Casey Phillips, co-founder of RedPrint Strategy: We're already seeing clients come in the door with a lot more data on who they want to talk to and what they want to say, and it's forcing us to produce more product at a faster rate. Cheaper and more raw content is in demand, but so are the high-budget concept ads and beauty shots. Regardless of the delivery system, good creative content is still the best way to deliver a message and will be in 2016.
Brian Ross Adams, Los Angeles-based digital consultant: Donald Trump will be the Republican nominee and his continued use of social media to bypass traditional media outlets and campaign communications will mark a fundamental shift in how campaigns organize themselves to handle a minute-by-minute news cycle as opposed to the 24-hour news cycle. We will go from rapid response to immediate response. Hold on tight.
Kevin Collins, director of research, Analyst Institute: In 2016 pollsters will need to figure out how to make the transition to online interviewing, before falling phone response rates render phone surveys unreliable. We are already seeing a dramatic growth in online surveys, from Pew's American Trends Panel experiments, to Survey Monkey's entry into election polling, to the rise of new online-only polling efforts like Morning Consult and Civiqs (and even Microsoft through its Xbox platform), all joining the ranks of established online polling operations such as YouGov and GfK's KnowledgePanel.
However, while all of these surveys use similar means to interview the electorate, their methods for sampling and recruiting respondents vary widely. While with an earlier generation of polling these three steps were all linked to a phone call (e.g. random digit dialing, with recruitment moving straight into the survey interview), for online survey interviewing these steps are separated, and as a result methodologies are diversifying. For example, some online polls re-sample from a pool of opted-in participants, while others use samples based on voter files. So in 2016, I expect that we will see a renaissance in methods for sample construction, recruitment, and statistical adjustment to deliver representative online survey responses.
Liz Chadderdon, president of The Chadderdon Group: I predict whomever comes in third in New Hampshire will be the Republican nominee and it won't be Trump.
Kurt Luidhardt, co-founder of The Prosper Group: The robust GOP presidential field has been great for Republican digital vendors and staffers: There’s a significant demand for our service.
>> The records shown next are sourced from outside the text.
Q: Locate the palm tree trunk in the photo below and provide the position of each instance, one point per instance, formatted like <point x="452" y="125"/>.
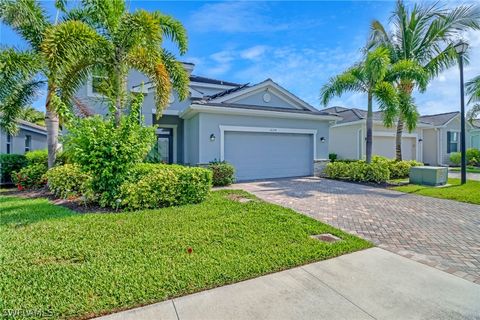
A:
<point x="398" y="140"/>
<point x="369" y="143"/>
<point x="51" y="122"/>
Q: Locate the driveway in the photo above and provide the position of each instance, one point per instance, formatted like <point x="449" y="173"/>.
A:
<point x="440" y="233"/>
<point x="369" y="284"/>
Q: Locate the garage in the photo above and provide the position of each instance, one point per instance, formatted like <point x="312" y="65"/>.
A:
<point x="385" y="146"/>
<point x="266" y="155"/>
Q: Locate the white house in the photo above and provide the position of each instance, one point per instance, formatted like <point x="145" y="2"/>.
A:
<point x="435" y="137"/>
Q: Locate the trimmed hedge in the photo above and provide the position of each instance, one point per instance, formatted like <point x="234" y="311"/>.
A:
<point x="10" y="163"/>
<point x="68" y="181"/>
<point x="223" y="173"/>
<point x="160" y="185"/>
<point x="358" y="171"/>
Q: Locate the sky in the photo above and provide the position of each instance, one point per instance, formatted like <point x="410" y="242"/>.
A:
<point x="298" y="44"/>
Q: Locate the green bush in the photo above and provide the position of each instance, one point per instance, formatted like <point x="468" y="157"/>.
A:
<point x="30" y="177"/>
<point x="109" y="151"/>
<point x="68" y="181"/>
<point x="223" y="173"/>
<point x="10" y="163"/>
<point x="160" y="185"/>
<point x="37" y="157"/>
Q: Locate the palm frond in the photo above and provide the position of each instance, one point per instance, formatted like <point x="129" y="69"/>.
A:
<point x="473" y="89"/>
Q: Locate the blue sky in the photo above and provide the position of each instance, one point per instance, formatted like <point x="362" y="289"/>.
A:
<point x="297" y="44"/>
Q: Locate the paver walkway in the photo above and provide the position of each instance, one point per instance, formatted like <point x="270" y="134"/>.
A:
<point x="370" y="284"/>
<point x="444" y="234"/>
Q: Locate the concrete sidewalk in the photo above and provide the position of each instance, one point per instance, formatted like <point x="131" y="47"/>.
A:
<point x="370" y="284"/>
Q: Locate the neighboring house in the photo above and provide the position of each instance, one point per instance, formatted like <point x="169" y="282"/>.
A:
<point x="435" y="137"/>
<point x="29" y="137"/>
<point x="263" y="130"/>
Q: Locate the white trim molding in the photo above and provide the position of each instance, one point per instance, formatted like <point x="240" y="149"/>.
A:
<point x="267" y="130"/>
<point x="174" y="127"/>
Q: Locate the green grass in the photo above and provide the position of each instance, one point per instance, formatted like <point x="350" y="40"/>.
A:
<point x="469" y="169"/>
<point x="469" y="192"/>
<point x="78" y="265"/>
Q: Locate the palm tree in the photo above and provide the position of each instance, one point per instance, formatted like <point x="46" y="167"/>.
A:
<point x="423" y="35"/>
<point x="368" y="77"/>
<point x="119" y="41"/>
<point x="30" y="21"/>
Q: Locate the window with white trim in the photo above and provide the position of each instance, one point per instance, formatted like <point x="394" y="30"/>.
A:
<point x="452" y="141"/>
<point x="28" y="143"/>
<point x="9" y="143"/>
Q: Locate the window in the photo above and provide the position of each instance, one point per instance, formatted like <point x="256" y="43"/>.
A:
<point x="452" y="141"/>
<point x="28" y="143"/>
<point x="9" y="143"/>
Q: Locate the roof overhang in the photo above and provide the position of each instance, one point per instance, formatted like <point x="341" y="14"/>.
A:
<point x="194" y="109"/>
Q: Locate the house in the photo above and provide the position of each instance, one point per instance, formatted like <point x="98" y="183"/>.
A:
<point x="264" y="130"/>
<point x="435" y="137"/>
<point x="29" y="137"/>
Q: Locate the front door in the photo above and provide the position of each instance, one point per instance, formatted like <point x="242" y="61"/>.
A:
<point x="165" y="144"/>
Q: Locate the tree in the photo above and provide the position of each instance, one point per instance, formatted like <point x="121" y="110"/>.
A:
<point x="119" y="41"/>
<point x="423" y="35"/>
<point x="18" y="85"/>
<point x="30" y="21"/>
<point x="368" y="77"/>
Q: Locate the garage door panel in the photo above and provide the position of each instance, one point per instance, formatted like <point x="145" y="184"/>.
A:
<point x="263" y="155"/>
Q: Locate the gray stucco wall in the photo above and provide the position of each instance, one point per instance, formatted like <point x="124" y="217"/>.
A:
<point x="38" y="141"/>
<point x="210" y="123"/>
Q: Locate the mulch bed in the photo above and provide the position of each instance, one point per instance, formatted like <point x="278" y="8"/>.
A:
<point x="74" y="204"/>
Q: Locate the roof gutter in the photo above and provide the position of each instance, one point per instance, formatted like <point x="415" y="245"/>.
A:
<point x="193" y="109"/>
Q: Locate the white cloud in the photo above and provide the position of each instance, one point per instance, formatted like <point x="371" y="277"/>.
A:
<point x="238" y="16"/>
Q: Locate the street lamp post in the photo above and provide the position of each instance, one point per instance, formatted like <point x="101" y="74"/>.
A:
<point x="461" y="47"/>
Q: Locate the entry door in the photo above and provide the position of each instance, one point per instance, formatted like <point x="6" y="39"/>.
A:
<point x="165" y="144"/>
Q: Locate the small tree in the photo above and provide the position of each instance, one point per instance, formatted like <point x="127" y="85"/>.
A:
<point x="107" y="150"/>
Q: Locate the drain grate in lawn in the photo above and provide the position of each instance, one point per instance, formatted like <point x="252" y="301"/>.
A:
<point x="82" y="265"/>
<point x="326" y="237"/>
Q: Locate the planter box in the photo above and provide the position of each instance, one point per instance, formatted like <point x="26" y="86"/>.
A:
<point x="430" y="176"/>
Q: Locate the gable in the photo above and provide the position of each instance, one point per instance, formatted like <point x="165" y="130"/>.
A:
<point x="265" y="94"/>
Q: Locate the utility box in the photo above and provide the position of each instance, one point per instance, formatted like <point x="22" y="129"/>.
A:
<point x="430" y="176"/>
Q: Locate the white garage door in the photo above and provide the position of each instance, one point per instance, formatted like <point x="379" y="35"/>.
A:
<point x="385" y="146"/>
<point x="264" y="155"/>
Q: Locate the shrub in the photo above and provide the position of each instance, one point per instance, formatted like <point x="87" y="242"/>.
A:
<point x="10" y="163"/>
<point x="358" y="171"/>
<point x="30" y="177"/>
<point x="108" y="151"/>
<point x="159" y="185"/>
<point x="67" y="181"/>
<point x="37" y="157"/>
<point x="223" y="173"/>
<point x="456" y="158"/>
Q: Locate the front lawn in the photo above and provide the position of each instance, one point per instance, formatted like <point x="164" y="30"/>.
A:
<point x="468" y="192"/>
<point x="69" y="265"/>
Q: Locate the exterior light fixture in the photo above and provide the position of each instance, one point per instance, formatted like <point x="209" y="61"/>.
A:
<point x="461" y="47"/>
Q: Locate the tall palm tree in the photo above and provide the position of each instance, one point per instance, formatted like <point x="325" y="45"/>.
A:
<point x="367" y="77"/>
<point x="31" y="22"/>
<point x="119" y="41"/>
<point x="423" y="34"/>
<point x="18" y="85"/>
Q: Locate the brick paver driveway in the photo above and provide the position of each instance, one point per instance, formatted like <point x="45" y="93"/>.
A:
<point x="441" y="233"/>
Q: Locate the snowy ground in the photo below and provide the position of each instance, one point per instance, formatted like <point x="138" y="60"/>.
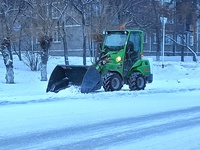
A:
<point x="166" y="115"/>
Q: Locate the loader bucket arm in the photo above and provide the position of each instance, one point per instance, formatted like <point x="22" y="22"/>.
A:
<point x="91" y="81"/>
<point x="63" y="75"/>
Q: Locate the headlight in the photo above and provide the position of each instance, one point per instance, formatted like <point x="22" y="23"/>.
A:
<point x="118" y="59"/>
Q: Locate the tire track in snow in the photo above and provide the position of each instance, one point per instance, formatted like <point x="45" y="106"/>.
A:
<point x="105" y="134"/>
<point x="82" y="96"/>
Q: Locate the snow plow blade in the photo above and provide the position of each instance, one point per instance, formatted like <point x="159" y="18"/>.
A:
<point x="91" y="81"/>
<point x="64" y="75"/>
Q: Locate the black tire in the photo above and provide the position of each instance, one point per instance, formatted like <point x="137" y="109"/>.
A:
<point x="137" y="81"/>
<point x="112" y="82"/>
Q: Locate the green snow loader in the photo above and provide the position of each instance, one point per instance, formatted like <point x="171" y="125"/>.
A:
<point x="120" y="63"/>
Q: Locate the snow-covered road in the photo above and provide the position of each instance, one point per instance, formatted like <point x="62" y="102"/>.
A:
<point x="119" y="123"/>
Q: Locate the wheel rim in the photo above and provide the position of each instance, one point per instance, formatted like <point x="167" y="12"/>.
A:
<point x="115" y="83"/>
<point x="140" y="82"/>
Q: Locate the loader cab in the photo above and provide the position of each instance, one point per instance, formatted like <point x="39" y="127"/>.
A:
<point x="114" y="40"/>
<point x="133" y="49"/>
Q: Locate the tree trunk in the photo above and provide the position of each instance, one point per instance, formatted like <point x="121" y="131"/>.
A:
<point x="9" y="65"/>
<point x="84" y="39"/>
<point x="44" y="59"/>
<point x="45" y="44"/>
<point x="64" y="39"/>
<point x="158" y="44"/>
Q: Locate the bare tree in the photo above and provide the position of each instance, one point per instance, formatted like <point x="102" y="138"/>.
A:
<point x="81" y="7"/>
<point x="43" y="25"/>
<point x="10" y="12"/>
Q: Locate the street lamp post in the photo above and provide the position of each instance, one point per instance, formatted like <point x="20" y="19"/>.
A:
<point x="163" y="20"/>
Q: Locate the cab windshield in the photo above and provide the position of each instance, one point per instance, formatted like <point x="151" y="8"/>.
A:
<point x="115" y="41"/>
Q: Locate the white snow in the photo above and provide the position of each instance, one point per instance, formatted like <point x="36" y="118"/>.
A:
<point x="26" y="109"/>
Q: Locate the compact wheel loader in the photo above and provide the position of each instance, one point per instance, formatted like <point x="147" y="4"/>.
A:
<point x="120" y="63"/>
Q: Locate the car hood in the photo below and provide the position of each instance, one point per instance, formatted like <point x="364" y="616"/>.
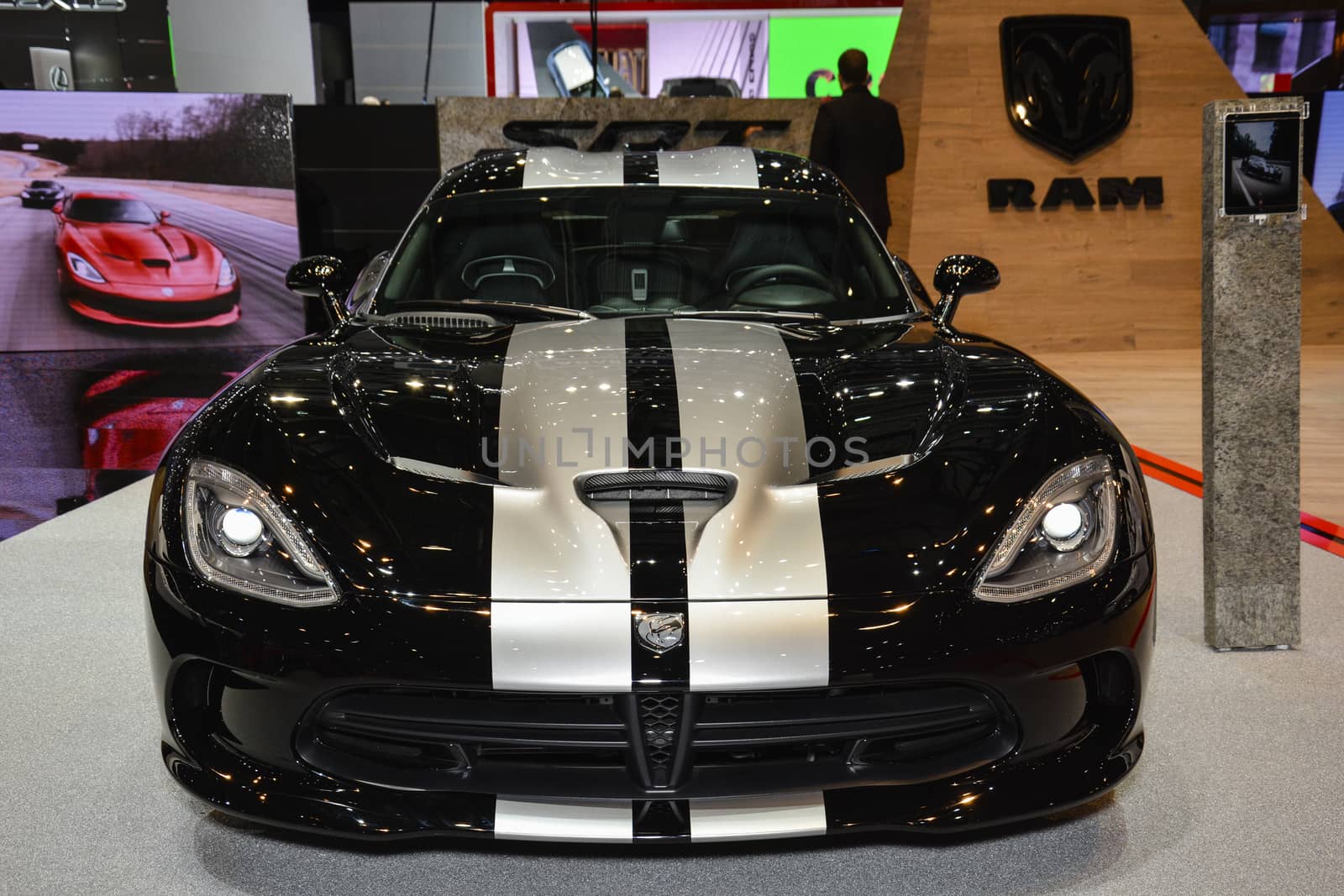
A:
<point x="391" y="448"/>
<point x="580" y="391"/>
<point x="148" y="253"/>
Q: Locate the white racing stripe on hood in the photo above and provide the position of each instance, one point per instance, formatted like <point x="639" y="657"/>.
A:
<point x="548" y="547"/>
<point x="554" y="167"/>
<point x="711" y="167"/>
<point x="737" y="390"/>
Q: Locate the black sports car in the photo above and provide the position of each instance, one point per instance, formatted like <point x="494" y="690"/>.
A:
<point x="1257" y="167"/>
<point x="40" y="194"/>
<point x="645" y="497"/>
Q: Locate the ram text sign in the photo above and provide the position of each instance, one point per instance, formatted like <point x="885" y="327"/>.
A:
<point x="468" y="125"/>
<point x="65" y="6"/>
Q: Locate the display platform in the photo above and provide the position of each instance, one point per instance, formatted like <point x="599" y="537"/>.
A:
<point x="1236" y="790"/>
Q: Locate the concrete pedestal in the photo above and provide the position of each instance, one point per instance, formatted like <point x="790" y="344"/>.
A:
<point x="1252" y="352"/>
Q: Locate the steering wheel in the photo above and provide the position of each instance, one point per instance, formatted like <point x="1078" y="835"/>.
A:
<point x="796" y="273"/>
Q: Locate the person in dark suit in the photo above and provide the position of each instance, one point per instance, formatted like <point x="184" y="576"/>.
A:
<point x="858" y="136"/>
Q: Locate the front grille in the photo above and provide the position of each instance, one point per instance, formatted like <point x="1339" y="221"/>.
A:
<point x="655" y="741"/>
<point x="660" y="719"/>
<point x="165" y="311"/>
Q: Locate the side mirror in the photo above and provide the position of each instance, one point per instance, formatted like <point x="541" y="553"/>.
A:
<point x="319" y="277"/>
<point x="958" y="275"/>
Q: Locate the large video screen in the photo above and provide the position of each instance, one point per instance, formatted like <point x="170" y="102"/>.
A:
<point x="138" y="219"/>
<point x="785" y="51"/>
<point x="1260" y="163"/>
<point x="1328" y="176"/>
<point x="145" y="244"/>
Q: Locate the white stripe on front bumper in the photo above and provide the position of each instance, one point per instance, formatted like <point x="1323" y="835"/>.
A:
<point x="711" y="167"/>
<point x="571" y="822"/>
<point x="756" y="645"/>
<point x="759" y="817"/>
Although it’s created a temporary market crunch for qualified staff, the campaigns are a great training ground. For firms like mine, it will significantly increase the potential pool of qualified Republican digital staff in 2016. And that’s a great thing for us.
Tracy Dietz, executive vice president of L2: Let’s start with the important one: In 2016 we'll see the Chicago Cubs win the World Series. As for politics, general election turnout will be lower then both 2012 and 2008. The GOP convention will not be brokered, and we'll see Nikki Haley giving the speech as the VP nominee.